Every night, I put out socks for the next morning before I go to bed. I’m an early riser and don’t want to bother my husband with the noise of opening and closing my sock drawer. Maybe, just maybe, I forgot to put my socks out on Saturday night and I needed to take a pair out of the drawer on Sunday morning. And somehow one of them caught the ring that was on the chest of drawers and knocked it into the drawer? Was that the reason why I didn’t hear it fall?
This unlikely possibility gave me a speck of hope, and I didn’t want it to turn into dust. I felt the warmth coming from this tiny hope and wanted to fall asleep with it. I said to myself that I had done a lot for my ring that day and went to bed.
On Friday morning, I opened my sock drawer, moved my socks around and then lifted and shook them in the hope that my ring would fall off. But alas, it turned out to be a phantom ring that I concocted in my head.
At this point, I just wanted to be done with the search. I inspected every square inch of my bedroom again but couldn’t find the shiny object that I so desired to see. I ran out of options and told my husband that I didn’t think I’d be able to find it. It was lost, without any recollection of how I lost it.
I was sad. But I was hurt more by the way it went lost. I wanted to notice or remember the moment when it went poof!
I could lament that later with a glass of wine, I said to myself. Meanwhile, I instructed myself to be on a call. Leaving my bedroom, I noticed that some of my clean outfits were neatly folded and left on next to the TV. My husband learned how to fold clothes in high school and likes to take care of that final part of our laundry process. After the call, I returned to my bedroom and carefully put those folded clothes in the drawers under the TV. There. At least the room looked nicer. But my heart was heavy. It was the ring that my husband gave me for our twenty-fifth wedding anniversary.

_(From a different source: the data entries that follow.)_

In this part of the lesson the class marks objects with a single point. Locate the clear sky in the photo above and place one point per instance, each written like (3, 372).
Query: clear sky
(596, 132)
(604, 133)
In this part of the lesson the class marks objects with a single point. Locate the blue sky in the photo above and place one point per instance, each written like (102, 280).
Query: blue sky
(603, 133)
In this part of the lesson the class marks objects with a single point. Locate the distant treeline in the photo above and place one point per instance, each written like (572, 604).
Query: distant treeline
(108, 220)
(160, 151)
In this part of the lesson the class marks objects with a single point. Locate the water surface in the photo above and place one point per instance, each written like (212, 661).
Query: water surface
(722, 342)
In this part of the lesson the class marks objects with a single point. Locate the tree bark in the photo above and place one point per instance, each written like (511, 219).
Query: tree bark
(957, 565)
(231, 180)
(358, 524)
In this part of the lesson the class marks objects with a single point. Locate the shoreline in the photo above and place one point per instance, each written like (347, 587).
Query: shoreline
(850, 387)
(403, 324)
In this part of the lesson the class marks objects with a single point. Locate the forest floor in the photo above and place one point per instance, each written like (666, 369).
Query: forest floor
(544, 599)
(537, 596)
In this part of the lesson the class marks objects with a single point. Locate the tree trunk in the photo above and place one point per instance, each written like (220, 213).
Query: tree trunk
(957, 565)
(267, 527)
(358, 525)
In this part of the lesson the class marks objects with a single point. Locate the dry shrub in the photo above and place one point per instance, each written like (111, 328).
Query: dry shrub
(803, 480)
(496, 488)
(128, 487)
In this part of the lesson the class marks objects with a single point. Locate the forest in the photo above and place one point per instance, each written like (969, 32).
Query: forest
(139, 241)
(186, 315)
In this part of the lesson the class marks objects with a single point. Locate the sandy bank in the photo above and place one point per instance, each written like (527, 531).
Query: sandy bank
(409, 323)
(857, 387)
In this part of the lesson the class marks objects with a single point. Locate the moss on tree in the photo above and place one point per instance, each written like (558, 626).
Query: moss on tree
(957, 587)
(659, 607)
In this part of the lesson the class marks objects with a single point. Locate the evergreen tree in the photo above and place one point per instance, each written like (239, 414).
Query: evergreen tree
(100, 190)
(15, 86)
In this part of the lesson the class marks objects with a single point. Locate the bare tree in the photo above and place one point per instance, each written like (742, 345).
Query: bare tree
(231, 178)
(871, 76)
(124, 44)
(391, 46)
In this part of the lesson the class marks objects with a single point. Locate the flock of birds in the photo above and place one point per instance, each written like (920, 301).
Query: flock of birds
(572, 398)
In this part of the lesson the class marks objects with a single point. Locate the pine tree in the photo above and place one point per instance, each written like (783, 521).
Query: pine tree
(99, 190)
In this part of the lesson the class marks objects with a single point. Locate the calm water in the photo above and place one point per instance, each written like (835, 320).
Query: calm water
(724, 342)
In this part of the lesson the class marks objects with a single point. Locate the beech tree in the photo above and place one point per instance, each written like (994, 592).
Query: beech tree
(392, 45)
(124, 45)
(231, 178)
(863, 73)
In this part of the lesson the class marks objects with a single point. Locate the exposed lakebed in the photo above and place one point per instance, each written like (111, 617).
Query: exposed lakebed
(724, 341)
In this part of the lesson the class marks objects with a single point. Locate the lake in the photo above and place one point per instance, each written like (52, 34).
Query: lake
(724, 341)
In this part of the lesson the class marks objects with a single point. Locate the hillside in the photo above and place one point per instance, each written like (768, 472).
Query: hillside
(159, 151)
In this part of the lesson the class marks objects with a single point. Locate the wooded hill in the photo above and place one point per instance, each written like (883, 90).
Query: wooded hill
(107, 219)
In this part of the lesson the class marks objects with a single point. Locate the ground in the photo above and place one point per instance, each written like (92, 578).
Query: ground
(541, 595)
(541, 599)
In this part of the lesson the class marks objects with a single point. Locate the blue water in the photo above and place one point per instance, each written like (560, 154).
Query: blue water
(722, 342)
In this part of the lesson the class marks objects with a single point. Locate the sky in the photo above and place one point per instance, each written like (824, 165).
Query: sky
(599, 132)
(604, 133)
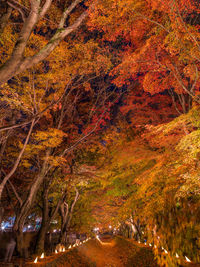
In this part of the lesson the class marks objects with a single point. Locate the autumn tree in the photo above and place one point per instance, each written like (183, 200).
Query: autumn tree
(30, 15)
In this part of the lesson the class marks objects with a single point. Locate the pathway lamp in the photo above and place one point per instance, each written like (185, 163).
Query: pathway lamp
(42, 256)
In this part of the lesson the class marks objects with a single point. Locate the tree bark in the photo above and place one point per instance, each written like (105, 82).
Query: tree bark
(17, 63)
(12, 171)
(66, 217)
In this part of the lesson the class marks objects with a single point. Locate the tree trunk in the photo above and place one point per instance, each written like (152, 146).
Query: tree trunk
(66, 217)
(45, 222)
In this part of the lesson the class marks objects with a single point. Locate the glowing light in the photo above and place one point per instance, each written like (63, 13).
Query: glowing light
(42, 256)
(188, 260)
(166, 252)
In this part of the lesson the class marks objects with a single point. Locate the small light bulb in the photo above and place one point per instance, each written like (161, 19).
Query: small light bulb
(188, 260)
(42, 256)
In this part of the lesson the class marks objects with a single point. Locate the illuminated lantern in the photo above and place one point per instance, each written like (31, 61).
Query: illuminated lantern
(166, 252)
(187, 259)
(42, 256)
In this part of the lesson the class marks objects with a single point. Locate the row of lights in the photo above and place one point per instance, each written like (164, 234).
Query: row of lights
(166, 252)
(62, 249)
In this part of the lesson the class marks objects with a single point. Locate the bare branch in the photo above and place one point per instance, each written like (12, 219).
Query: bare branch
(18, 9)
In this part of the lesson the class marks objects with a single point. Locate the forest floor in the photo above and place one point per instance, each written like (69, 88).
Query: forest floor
(109, 252)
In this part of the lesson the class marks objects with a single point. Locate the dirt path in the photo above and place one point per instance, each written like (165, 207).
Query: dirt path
(117, 253)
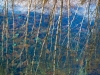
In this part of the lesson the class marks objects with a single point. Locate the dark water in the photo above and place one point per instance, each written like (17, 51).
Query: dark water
(48, 49)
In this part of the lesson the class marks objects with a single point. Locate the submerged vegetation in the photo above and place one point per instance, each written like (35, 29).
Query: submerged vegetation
(50, 44)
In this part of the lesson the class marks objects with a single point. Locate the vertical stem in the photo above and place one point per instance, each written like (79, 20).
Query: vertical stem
(55, 47)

I sighed slowly and quietly. This is the end of my quest. I wanted to hold a little farewell ceremony so that I would not repeat the search like a criminal who would go back to the crime scene. I stood between the chest of drawers and my bed, and started one final inspection of the floor from the window to where I stood. Five inches away from my toes, there was this shiny object that looked exactly like my lost ring. For a few seconds, I thought I had gone mad. I told myself, “I must be hallucinating because I wanted to see it so much. This can’t be real.”

But it was! I touched it and it didn’t disappear. All at once, I understood the whole thing. I ran to the room where Hana, the cat, was asleep in the middle of the blanket that I shaped into a circle. I hugged her gently, whispered, “Thank you,” and heard her purr.
While I was looking for the ring, what I regretted most was that I had not taken pauses between activities during the preceding months. I moved from work to a coffee break to work to house chores to work. Everyday became a big blur that had no clear start or end. I was not aware of what I was doing. So, Hana gave me a precious lesson. Unintentionally, of course, but I still really appreciated her advice. She was my angel who carried an important message to me: pause and breathe before moving onto the next thing!
Later that day, I went back to my bedroom because it was now a happy place where the ring miraculously re-emerged. There was a depression in the bed where Hana must’ve been sleeping. The sun was already low, and its orange light was coming into the room. And then I saw the shiny object on top of the chest of drawers reflecting the sunlight. This must have happened last Sunday as well and peaked Hana’s curiosity. She found a way to get up onto my chest of drawers, although she had never done it before and I had ruled it out as a possibility early on. I should never underestimate you, Hana.
I went to the kitchen where she was now sitting in front of the glass door facing the back yard. I stood behind her and looked at some of the last few oak leaves falling, and a squirrel running, just like she was doing with calm and peace. And then I took a couple of deep breaths before I went back to my bedroom to put my ring in a safe place where sunlight couldn’t reach it.